Agentes de la AEI, dignos de una novela

*Los policías investigadores “acomodan” investigación por el robo de un vehículo para perjudicar a una familia

*En reportes oficiales, los agentes de la AEI mienten sobre el desarrollo de los hechos y acusan al dueño de un taller del robo de un vehículo y disparos de arma de fuego

*Pero el comunicado oficial de la Fiscalía de Oaxaca da como responsables a dos menores de edad, que vivieron horas de terror por el asedio policial

Oaxaca, Oaxaca, Martes 24 de Diciembre, 2024 (Fuente: Agencias).- El presunto robo de un vehículo de modelo atrasado ocurrido a principios de enero de este año en el municipio de San Jacinto Amilpas (cercano a la capital del estado de Oaxaca), trajo consigo una serie de contradicciones entre elementos de la Agencia Estatal de Investigaciones (AEI) y la Fiscalía General de Oaxaca; asimismo, situaciones extrañas que más bien hacen parecer la investigación como un asunto orquestado para perjudicar a una humilde familia.

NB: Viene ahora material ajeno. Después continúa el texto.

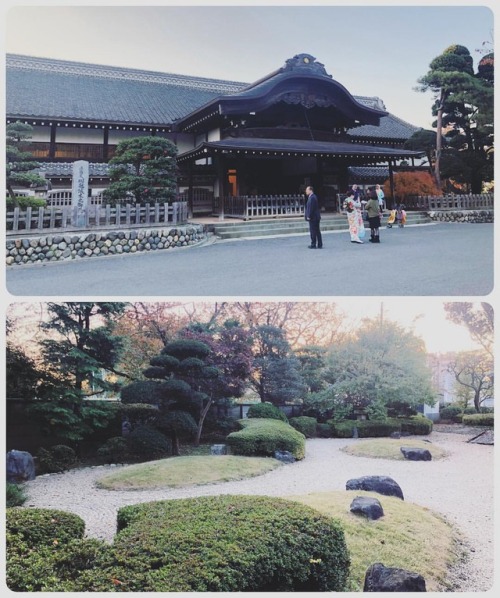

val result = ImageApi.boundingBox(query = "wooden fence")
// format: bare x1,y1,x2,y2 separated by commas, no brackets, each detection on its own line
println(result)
6,202,188,235
402,193,493,211
214,195,305,220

El 4 de enero de este 2024, los agentes de investigación Anayeli Ramírez Zarate y Miguel Ángel de Jesús Osorio Santiago, informaron que, “siendo las 8:45 horas de la mañana recibimos el reporte vía radio del C-4, donde informaba del robo de un vehículo de motor de la marca Nissan Tipo Tsuru, color gris, modelo 1995, placas de circulación TMH-34-47 del estado de Oaxaca… en la calle Niños Héroes número 32 del municipio de San Jacinto Amilpas”.

En la carpeta de investigación se asienta el reporte de ambos policías que dicen haberse trasladado al municipio señalado desde las oficinas, de agencia municipal La Experimental, donde estaban “de guardia de reacción de la comandancia de robo de vehículos”, para investigar los hechos. Normalmente, en casos como este, los primeros en auxiliar a la víctima de robo son las policías municipales por estar más cerca del lugar del incidente.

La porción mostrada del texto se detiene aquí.